London (AFP) - One of the world's wealthiest religious institutions, the Church of England is to sell off investments in coal and tar sands to try and help curb climate change, it announced on Thursday.

The divestment from coal burnt for energy and oil from tar sands, among the most polluting fossil fuels, is a victory for campaigners urging institutions to pull out of such investments.

"Climate change is the most pressing moral issue in our world," said Bishop Nick Holtam, the lead bishop on the environment at the Church of England, the mother church of the world's 80 million Anglicans.

The move follows divestment by various church dioceses worldwide, the University of Glasgow and Stanford University, in a grassroots movement modelled on 1980s opposition to apartheid in South Africa.

"The Church has a moral responsibility to speak and act on both environmental stewardship and justice for the world's poor who are most vulnerable to climate change," said Richard Burridge, deputy chair of the Church's Ethical Investment Advisory Group.

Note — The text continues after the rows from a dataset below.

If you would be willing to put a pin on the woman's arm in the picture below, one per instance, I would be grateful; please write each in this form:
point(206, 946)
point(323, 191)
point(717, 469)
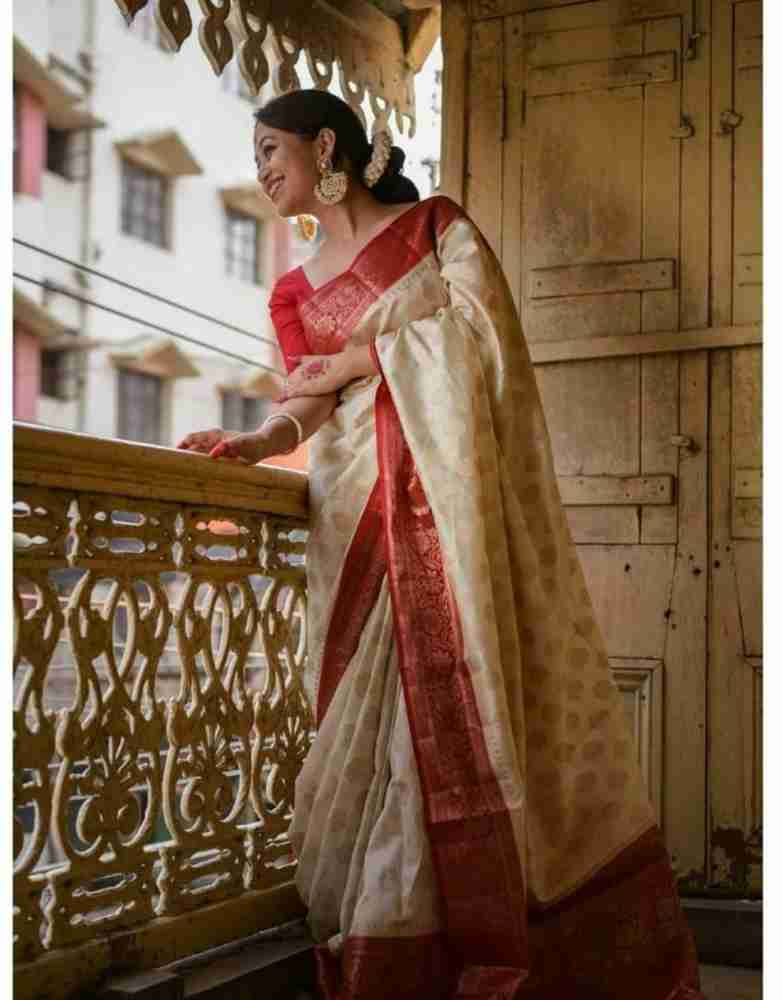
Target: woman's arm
point(319, 374)
point(278, 436)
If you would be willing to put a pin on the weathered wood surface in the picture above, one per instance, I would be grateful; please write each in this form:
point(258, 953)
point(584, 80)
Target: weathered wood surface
point(630, 589)
point(747, 140)
point(661, 176)
point(599, 74)
point(659, 423)
point(633, 490)
point(641, 683)
point(747, 441)
point(604, 438)
point(456, 43)
point(695, 178)
point(735, 763)
point(483, 199)
point(685, 641)
point(589, 278)
point(645, 343)
point(78, 462)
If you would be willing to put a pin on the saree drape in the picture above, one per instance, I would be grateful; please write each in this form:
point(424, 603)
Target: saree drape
point(471, 820)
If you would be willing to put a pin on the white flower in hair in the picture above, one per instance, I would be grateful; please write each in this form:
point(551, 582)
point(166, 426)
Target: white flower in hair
point(381, 153)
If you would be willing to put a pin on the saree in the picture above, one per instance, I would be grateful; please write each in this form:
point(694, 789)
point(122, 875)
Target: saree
point(471, 820)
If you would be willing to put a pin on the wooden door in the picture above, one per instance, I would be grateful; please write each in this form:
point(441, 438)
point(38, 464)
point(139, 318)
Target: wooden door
point(597, 200)
point(610, 151)
point(735, 609)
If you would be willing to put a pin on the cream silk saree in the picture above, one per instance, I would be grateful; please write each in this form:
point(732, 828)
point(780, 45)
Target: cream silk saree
point(471, 820)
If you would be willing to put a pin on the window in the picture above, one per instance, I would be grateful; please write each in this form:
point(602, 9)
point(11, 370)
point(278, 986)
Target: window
point(242, 413)
point(67, 153)
point(144, 204)
point(59, 376)
point(437, 92)
point(145, 26)
point(17, 137)
point(140, 409)
point(433, 166)
point(243, 248)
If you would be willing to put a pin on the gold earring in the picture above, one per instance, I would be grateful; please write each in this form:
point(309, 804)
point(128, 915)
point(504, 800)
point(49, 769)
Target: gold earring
point(333, 184)
point(308, 227)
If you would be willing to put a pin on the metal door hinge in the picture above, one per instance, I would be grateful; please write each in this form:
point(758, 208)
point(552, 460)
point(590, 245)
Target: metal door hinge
point(683, 441)
point(729, 120)
point(692, 42)
point(685, 131)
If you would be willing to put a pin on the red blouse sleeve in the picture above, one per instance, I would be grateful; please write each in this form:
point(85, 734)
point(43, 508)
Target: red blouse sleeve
point(287, 322)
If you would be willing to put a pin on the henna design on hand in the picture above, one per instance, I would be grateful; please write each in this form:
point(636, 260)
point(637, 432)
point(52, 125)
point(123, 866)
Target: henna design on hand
point(314, 369)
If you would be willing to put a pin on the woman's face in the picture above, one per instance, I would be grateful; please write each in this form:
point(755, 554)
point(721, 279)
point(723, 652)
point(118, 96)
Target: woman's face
point(287, 167)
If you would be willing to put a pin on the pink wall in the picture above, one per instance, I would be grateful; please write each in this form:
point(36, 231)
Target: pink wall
point(281, 235)
point(27, 374)
point(32, 142)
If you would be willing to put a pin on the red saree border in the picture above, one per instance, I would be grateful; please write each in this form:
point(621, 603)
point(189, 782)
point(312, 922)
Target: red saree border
point(473, 845)
point(358, 588)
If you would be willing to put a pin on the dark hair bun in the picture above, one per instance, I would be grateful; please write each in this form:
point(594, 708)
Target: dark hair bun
point(396, 161)
point(306, 112)
point(394, 188)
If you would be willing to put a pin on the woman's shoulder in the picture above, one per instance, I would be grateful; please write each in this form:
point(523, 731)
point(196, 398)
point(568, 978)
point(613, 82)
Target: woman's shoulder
point(443, 211)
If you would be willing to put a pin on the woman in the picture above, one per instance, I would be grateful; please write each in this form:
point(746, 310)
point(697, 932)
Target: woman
point(470, 821)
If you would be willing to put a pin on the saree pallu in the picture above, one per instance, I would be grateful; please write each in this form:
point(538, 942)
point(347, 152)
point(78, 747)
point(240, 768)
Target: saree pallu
point(471, 820)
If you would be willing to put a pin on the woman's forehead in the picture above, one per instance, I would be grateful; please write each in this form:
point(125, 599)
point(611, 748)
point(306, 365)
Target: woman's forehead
point(267, 132)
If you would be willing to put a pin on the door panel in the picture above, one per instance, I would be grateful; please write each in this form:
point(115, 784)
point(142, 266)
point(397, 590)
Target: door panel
point(748, 213)
point(603, 149)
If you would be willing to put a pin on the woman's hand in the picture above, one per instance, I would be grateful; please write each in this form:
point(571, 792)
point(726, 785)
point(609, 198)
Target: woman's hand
point(216, 443)
point(204, 441)
point(317, 375)
point(251, 447)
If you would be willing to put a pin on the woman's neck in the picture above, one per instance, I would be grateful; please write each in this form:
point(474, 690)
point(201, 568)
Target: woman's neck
point(353, 219)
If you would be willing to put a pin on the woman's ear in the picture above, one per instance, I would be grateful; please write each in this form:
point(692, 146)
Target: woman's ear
point(325, 143)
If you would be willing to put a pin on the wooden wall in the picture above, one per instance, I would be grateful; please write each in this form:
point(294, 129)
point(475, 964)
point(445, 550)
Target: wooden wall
point(610, 151)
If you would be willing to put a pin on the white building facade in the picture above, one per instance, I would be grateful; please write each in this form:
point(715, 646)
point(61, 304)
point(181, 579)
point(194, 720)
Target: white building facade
point(155, 186)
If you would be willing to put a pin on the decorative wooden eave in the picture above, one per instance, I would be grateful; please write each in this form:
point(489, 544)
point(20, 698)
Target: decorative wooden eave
point(164, 152)
point(374, 53)
point(155, 356)
point(247, 199)
point(61, 103)
point(36, 320)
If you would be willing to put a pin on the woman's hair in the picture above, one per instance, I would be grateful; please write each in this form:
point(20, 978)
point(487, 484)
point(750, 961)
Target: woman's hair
point(306, 112)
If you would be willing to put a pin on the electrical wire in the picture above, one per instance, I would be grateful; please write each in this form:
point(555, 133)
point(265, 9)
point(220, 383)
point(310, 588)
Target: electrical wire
point(142, 291)
point(144, 322)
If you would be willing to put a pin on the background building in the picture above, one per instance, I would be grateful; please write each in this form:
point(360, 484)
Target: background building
point(161, 194)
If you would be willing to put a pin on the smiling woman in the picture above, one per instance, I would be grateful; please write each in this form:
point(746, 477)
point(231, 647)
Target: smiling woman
point(471, 820)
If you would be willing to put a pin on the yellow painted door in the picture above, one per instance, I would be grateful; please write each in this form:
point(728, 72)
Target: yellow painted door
point(735, 606)
point(597, 199)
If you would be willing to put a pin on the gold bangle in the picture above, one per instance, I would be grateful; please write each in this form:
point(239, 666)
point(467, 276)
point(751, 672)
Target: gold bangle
point(296, 423)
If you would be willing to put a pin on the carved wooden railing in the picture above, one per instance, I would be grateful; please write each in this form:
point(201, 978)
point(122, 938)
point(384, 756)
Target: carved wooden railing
point(159, 716)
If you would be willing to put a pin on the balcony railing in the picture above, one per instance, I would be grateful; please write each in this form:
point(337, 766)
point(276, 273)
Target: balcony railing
point(159, 714)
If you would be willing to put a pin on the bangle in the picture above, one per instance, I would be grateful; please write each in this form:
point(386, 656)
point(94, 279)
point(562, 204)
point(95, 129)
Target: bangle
point(296, 423)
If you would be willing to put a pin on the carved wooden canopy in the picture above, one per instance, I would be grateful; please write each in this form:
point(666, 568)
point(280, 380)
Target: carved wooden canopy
point(375, 48)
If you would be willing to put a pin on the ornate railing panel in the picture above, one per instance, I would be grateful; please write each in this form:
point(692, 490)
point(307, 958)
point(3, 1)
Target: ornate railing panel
point(159, 714)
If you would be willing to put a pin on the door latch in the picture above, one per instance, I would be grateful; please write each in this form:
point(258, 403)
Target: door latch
point(683, 441)
point(685, 131)
point(691, 51)
point(729, 120)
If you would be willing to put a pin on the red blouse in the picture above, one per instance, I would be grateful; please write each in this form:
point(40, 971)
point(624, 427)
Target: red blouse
point(319, 320)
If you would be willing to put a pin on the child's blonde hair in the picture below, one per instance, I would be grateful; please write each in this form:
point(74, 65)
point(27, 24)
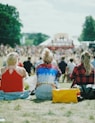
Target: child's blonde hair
point(47, 56)
point(12, 58)
point(85, 59)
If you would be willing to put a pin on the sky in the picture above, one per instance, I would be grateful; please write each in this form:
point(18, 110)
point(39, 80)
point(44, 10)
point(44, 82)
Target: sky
point(53, 16)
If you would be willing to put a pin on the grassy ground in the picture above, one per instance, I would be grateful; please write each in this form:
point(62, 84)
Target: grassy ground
point(35, 111)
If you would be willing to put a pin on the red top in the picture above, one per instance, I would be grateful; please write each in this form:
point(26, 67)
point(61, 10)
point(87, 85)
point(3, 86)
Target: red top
point(79, 77)
point(12, 82)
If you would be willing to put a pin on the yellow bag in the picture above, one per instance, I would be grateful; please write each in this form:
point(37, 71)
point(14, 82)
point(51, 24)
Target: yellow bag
point(65, 95)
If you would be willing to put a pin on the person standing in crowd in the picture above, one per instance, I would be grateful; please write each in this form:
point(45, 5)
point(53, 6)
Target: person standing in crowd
point(70, 66)
point(93, 62)
point(12, 86)
point(28, 66)
point(84, 72)
point(62, 65)
point(38, 62)
point(47, 76)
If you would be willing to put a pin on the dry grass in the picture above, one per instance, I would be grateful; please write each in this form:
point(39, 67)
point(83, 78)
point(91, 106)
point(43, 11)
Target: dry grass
point(36, 111)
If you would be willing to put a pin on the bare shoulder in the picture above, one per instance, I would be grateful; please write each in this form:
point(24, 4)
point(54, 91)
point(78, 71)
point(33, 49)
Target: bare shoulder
point(21, 71)
point(3, 69)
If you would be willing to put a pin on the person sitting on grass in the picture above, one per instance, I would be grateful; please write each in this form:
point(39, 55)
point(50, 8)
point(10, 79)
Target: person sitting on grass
point(47, 76)
point(84, 72)
point(12, 86)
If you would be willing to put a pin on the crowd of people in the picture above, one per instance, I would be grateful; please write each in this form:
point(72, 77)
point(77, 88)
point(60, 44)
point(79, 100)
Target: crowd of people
point(50, 68)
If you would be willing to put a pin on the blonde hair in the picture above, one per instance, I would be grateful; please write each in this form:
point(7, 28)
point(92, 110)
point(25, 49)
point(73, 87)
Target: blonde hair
point(47, 56)
point(12, 58)
point(85, 59)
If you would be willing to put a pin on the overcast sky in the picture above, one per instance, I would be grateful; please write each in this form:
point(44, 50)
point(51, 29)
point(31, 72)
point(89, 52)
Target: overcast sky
point(53, 16)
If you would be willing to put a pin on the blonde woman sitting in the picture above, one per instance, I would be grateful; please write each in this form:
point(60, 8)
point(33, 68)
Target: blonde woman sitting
point(12, 75)
point(84, 72)
point(47, 76)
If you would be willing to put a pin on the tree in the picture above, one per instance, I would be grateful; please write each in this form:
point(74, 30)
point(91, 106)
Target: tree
point(35, 38)
point(10, 25)
point(88, 32)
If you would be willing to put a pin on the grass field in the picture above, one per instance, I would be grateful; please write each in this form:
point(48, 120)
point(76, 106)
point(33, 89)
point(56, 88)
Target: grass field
point(35, 111)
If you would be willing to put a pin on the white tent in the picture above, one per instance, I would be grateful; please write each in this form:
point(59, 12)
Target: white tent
point(47, 42)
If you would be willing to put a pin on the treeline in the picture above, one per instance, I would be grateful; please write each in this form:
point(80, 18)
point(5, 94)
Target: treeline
point(34, 38)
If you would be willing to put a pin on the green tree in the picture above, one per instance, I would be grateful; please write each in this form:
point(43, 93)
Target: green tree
point(88, 31)
point(10, 25)
point(35, 38)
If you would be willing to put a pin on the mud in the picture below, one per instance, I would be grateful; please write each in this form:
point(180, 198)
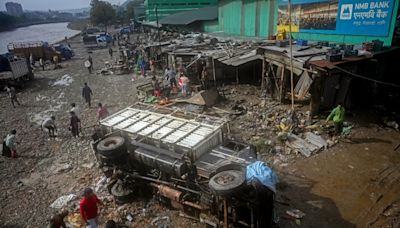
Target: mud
point(354, 183)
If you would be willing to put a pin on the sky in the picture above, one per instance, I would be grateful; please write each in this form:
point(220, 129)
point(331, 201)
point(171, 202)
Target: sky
point(44, 5)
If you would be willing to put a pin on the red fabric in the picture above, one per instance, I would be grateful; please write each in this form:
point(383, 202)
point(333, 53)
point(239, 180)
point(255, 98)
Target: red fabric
point(88, 207)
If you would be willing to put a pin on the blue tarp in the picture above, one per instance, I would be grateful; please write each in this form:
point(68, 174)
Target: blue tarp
point(263, 173)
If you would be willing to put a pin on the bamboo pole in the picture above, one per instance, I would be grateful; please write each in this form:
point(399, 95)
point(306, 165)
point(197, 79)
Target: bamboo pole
point(291, 53)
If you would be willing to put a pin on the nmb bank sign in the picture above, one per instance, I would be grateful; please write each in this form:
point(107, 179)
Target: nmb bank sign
point(347, 17)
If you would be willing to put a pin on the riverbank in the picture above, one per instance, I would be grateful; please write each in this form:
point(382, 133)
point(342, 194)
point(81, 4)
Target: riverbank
point(30, 23)
point(78, 24)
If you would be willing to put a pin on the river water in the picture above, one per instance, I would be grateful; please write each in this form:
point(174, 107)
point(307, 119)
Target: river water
point(46, 32)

"This responsibility encompasses not only the Church's own work to reduce our own carbon footprint, but also how the Church's money is invested and how we engage with companies on this vital issue."

The Church is to sell £12 million ($18.5 million, 16.5 million euros) in holdings in thermal coal and tar sands, the Church Commissioners and The Church of England Pensions Board announced in a statement.

It said no direct investments would be made in any company where over 10 percent of revenues derived from thermal coal extraction or oil production from tar sands.

In addition, the Church's three National Investing Bodies are to increase their low-carbon investments, and it will engage with companies and policy makers ahead of the United Nations Climate Change Conference in Paris.

"We need governments meeting in Paris at the end of this year to agree long term global emissions targets with a clear pathway to a low carbon future," said Tom Joy, Director of Investments at the Church Commissioners.

The owner of roughly £9 billion in investments that fund its work and clergy pensions, the Church previously led a shareholder push to urge oil and gas giant BP to be more open about how climate change could affect its business.

The announcement comes ahead of Pope Francis' release of an encyclical setting out Roman Catholic doctrine on environmental issues, which is expected to make waves on the global warming debate.